Gauweiler, der einst als bayerischer Umweltminister und Staatssekretär im Innenministerium amtierte, argumentiert, dass eine gemeinsame Liste die Fünf-Prozent-Hürde überwinden könnte. Er schlägt ein formelles Bündnis vor – etwa ein gemeinsames Ticket von Freien Wählern und CSU –, um eine Zersplitterung der Stimmen zu vermeiden.

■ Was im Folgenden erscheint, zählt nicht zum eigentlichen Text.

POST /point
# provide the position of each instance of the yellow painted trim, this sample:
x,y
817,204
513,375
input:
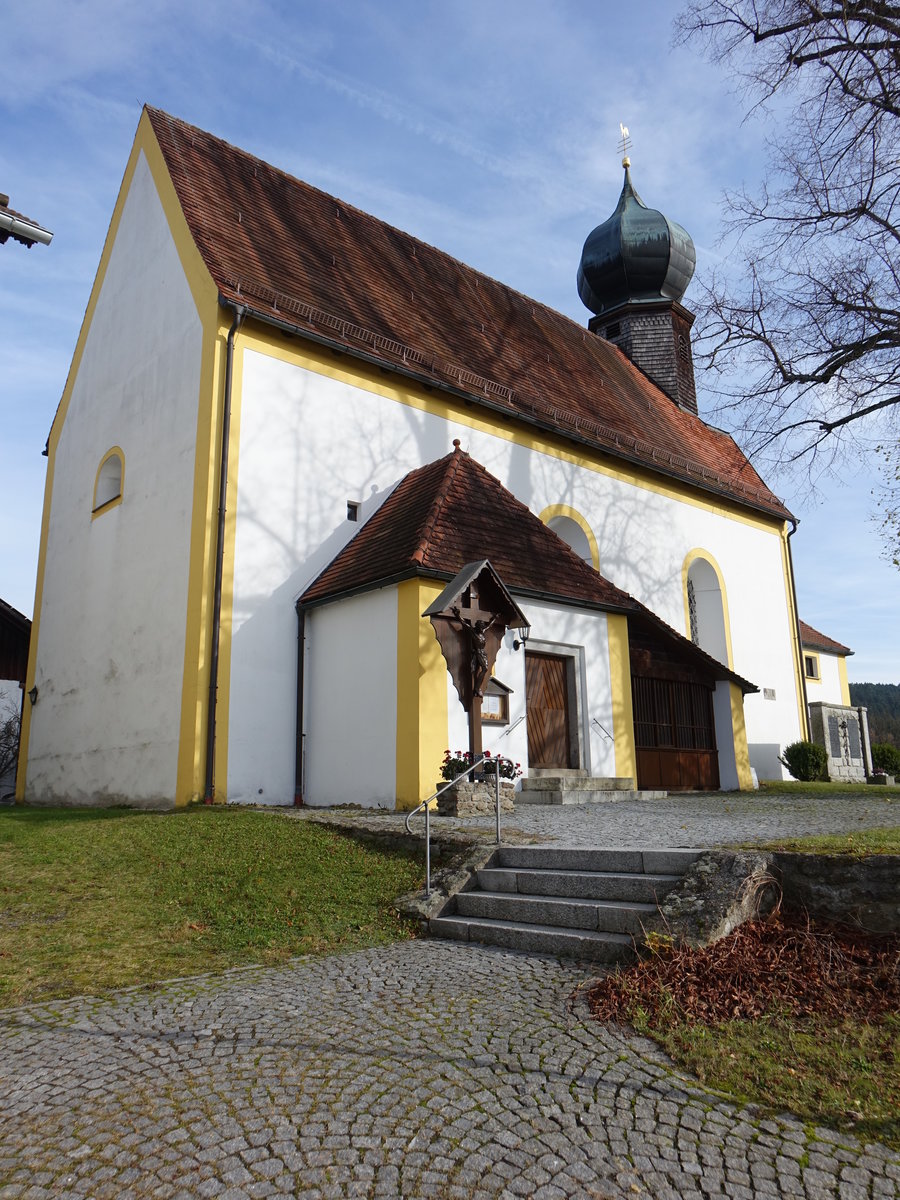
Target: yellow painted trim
x,y
421,695
565,510
53,439
623,714
227,610
195,685
691,557
807,676
845,683
796,648
357,373
113,453
189,781
742,751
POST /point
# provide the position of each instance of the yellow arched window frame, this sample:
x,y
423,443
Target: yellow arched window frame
x,y
565,510
689,559
109,481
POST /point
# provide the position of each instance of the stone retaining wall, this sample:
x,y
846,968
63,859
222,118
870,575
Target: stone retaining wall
x,y
862,892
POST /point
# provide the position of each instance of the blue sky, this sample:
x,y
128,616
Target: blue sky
x,y
486,129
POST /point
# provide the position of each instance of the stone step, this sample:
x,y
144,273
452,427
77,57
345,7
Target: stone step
x,y
577,858
586,796
628,886
575,781
557,773
537,939
558,911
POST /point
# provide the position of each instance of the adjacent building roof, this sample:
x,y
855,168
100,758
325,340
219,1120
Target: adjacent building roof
x,y
453,511
299,257
813,640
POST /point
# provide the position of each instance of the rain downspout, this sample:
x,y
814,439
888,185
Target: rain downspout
x,y
804,731
300,676
209,791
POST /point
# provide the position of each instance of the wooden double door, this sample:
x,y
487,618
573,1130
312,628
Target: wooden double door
x,y
675,735
550,708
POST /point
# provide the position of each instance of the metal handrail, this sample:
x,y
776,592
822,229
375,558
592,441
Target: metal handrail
x,y
426,805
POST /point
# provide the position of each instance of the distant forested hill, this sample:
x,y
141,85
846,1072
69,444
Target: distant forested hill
x,y
883,703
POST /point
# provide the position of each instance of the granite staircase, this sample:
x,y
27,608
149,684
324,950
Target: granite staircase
x,y
583,904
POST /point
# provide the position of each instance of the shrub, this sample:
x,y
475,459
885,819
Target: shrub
x,y
805,761
886,757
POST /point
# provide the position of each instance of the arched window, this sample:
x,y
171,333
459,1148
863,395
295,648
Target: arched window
x,y
571,527
109,481
706,604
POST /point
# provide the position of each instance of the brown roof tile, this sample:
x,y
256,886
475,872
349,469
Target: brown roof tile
x,y
454,511
816,641
293,253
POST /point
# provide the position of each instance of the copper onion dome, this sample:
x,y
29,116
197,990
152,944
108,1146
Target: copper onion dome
x,y
636,256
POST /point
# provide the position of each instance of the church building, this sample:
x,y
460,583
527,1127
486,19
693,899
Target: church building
x,y
288,425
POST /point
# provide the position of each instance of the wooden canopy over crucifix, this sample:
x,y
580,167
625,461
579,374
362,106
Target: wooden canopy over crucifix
x,y
469,617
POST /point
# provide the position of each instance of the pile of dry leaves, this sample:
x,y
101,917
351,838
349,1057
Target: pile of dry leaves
x,y
763,967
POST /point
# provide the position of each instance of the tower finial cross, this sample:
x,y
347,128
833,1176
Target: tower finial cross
x,y
624,144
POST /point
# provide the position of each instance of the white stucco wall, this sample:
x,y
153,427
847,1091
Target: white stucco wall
x,y
828,687
351,713
112,622
310,443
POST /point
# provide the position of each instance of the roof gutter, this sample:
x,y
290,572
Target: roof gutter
x,y
485,402
210,780
24,231
804,726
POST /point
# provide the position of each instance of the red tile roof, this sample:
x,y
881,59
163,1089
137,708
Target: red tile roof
x,y
295,255
454,511
811,639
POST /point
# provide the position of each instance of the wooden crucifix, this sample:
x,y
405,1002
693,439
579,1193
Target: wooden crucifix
x,y
469,617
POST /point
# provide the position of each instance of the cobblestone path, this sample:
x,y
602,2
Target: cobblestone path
x,y
685,820
424,1069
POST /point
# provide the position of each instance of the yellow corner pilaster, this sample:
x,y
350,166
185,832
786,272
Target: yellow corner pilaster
x,y
845,683
796,648
623,718
742,751
421,695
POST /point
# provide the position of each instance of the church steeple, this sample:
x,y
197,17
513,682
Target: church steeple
x,y
634,270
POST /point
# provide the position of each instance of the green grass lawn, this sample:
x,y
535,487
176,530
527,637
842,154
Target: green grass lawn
x,y
859,843
816,789
105,898
843,1074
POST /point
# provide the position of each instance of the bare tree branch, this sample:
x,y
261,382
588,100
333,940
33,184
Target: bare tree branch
x,y
805,349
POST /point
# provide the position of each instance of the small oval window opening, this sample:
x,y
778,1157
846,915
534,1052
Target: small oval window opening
x,y
109,480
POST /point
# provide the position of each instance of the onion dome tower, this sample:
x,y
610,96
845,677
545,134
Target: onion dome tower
x,y
634,270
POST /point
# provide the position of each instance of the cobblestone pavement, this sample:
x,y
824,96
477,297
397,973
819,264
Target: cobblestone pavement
x,y
425,1069
685,820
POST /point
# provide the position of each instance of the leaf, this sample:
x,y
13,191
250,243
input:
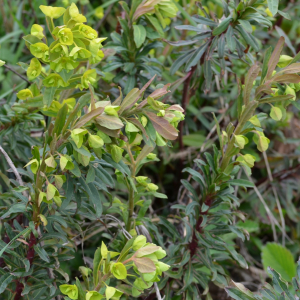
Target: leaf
x,y
287,78
131,97
162,126
276,99
194,59
16,208
139,34
230,39
276,113
5,280
275,57
49,95
205,21
89,116
273,6
222,27
144,264
221,46
182,43
250,77
280,285
60,120
241,182
109,122
42,253
147,250
280,259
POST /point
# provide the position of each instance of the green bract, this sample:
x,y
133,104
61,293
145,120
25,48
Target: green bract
x,y
54,80
34,69
25,94
40,50
112,293
52,12
119,270
89,77
75,15
93,296
87,31
37,30
70,290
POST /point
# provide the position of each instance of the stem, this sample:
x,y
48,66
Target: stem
x,y
185,102
246,115
21,76
131,190
131,208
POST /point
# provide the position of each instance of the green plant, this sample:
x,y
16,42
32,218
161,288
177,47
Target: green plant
x,y
137,265
279,289
68,178
210,214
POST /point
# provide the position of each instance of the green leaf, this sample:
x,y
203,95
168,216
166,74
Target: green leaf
x,y
42,253
49,95
139,34
230,39
144,264
241,182
5,280
60,120
280,259
273,6
222,27
162,126
276,113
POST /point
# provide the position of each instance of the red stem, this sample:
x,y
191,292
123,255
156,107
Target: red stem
x,y
30,257
194,243
185,102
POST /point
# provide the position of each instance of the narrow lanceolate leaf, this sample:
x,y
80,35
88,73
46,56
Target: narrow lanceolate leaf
x,y
273,6
265,64
89,116
230,39
241,182
275,57
194,59
205,21
162,126
222,27
60,120
279,284
276,99
291,69
144,264
286,78
250,77
129,99
221,46
139,34
182,43
249,38
5,280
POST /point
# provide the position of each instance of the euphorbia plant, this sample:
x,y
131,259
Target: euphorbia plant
x,y
211,213
130,272
70,178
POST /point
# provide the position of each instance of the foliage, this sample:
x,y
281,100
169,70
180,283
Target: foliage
x,y
89,205
280,289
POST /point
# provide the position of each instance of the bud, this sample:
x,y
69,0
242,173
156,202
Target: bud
x,y
152,187
284,60
139,242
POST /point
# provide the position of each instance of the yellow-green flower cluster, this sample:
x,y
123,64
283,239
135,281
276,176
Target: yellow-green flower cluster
x,y
139,268
74,43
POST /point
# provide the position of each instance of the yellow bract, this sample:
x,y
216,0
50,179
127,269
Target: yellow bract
x,y
52,12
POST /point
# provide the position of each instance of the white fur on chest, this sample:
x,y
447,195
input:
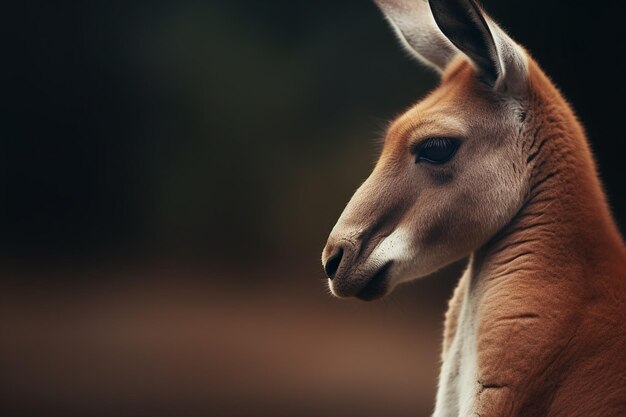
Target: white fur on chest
x,y
458,378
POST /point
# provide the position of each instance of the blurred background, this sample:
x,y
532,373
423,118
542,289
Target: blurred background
x,y
169,173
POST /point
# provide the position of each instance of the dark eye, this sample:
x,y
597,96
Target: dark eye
x,y
436,150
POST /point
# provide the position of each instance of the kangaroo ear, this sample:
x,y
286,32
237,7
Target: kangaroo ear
x,y
413,22
500,62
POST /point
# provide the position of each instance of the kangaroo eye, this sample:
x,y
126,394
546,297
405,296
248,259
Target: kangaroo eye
x,y
436,150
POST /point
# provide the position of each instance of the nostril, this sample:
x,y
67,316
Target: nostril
x,y
332,265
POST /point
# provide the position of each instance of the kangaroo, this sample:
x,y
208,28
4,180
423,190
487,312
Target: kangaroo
x,y
493,165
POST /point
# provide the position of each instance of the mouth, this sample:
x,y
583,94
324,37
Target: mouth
x,y
376,287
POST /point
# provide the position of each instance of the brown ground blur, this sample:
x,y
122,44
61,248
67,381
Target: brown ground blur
x,y
180,342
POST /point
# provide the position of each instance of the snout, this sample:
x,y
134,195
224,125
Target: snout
x,y
350,273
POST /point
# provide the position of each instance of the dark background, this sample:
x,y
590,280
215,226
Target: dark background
x,y
177,166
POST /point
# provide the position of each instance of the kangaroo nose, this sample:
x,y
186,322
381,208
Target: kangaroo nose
x,y
333,262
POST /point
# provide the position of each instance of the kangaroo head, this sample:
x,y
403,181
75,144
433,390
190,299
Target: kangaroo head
x,y
452,171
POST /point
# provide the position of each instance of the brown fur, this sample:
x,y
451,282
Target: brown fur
x,y
537,324
550,288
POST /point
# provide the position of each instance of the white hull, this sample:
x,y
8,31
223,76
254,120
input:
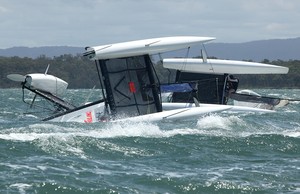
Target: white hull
x,y
172,106
142,47
89,114
95,113
217,66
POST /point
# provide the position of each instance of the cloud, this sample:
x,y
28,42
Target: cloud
x,y
94,22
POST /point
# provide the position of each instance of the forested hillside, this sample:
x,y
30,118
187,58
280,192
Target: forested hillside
x,y
80,72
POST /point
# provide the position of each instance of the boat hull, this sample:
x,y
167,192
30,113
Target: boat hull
x,y
218,66
143,47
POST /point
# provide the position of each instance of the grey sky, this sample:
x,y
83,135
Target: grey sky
x,y
94,22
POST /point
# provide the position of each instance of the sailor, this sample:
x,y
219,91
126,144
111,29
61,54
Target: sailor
x,y
233,83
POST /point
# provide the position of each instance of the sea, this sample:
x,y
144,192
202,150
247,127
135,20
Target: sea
x,y
225,152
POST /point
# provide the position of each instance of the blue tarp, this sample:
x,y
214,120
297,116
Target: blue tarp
x,y
185,87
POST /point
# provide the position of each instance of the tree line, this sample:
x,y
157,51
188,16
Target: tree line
x,y
81,72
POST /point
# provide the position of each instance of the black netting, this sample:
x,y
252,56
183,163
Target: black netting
x,y
131,90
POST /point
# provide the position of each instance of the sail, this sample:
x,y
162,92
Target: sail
x,y
130,86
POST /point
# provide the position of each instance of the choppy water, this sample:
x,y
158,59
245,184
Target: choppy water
x,y
218,153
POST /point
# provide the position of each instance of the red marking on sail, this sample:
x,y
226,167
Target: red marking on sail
x,y
89,117
132,87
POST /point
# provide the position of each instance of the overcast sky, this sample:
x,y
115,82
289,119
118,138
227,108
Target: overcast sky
x,y
94,22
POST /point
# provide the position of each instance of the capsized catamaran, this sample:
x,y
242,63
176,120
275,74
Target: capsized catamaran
x,y
130,86
213,82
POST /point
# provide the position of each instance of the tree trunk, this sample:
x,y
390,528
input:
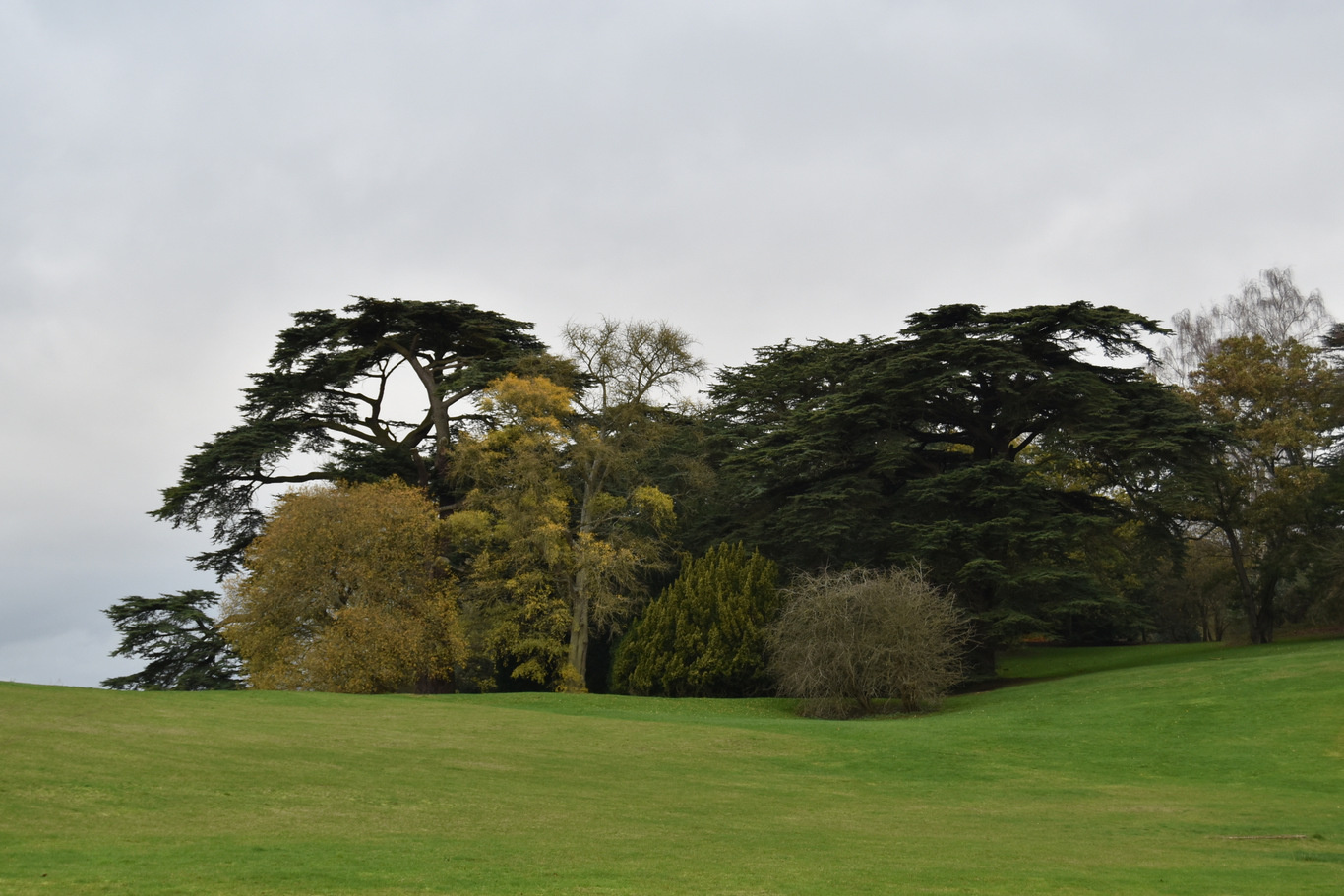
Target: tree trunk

Falls eine Allianz nicht zustande kommt, wäre er auch bereit, die CSU allein außerhalb Bayerns antreten zu lassen. Sein Ziel ist klar: Er will verhindern, dass Wähler zwar nach rechts tendieren, am Ende aber eine linksgerichtete Regierung erhalten.
Über wahltaktische Überlegungen hinaus kritisierte Gauweiler starre Abschottungsstrategien gegenüber bestimmten Parteien. Er sprach sich gegen einen vollständigen Ausschluss der rechtspopulistischen AfD aus und plädierte stattdessen für einen offenen Dialog mit allen politischen Kräften – einschließlich der Prüfung von parlamentarischen Vorstößen der Linken oder sogar der AfD, unabhängig von der Ideologie.
Gauweiler ist überzeugt, dass eine vereinte bürgerlich-konservative Front bis zu zwei Drittel der Wählerschaft anziehen könnte. Durch den Schulterschluss, so seine These, würde das Bündnis die tatsächlichen Präferenzen der Wähler besser abbilden und der Dominanz linksgerichteter Politik etwas entgegensetzen.
Sein Vorschlag stellt die traditionelle Strategie der CSU infrage, außerhalb Bayerns allein anzutreten. Gauweilers Vision basiert auf einer Zusammenarbeit mit den Freien Wählern und der Bereitschaft, mit Parteien quer durch das politische Spektrum ins Gespräch zu kommen. Das Ergebnis könnte die Spielregeln der bürgerlich-konservativen Politik bei Bundestagswahlen neu definieren.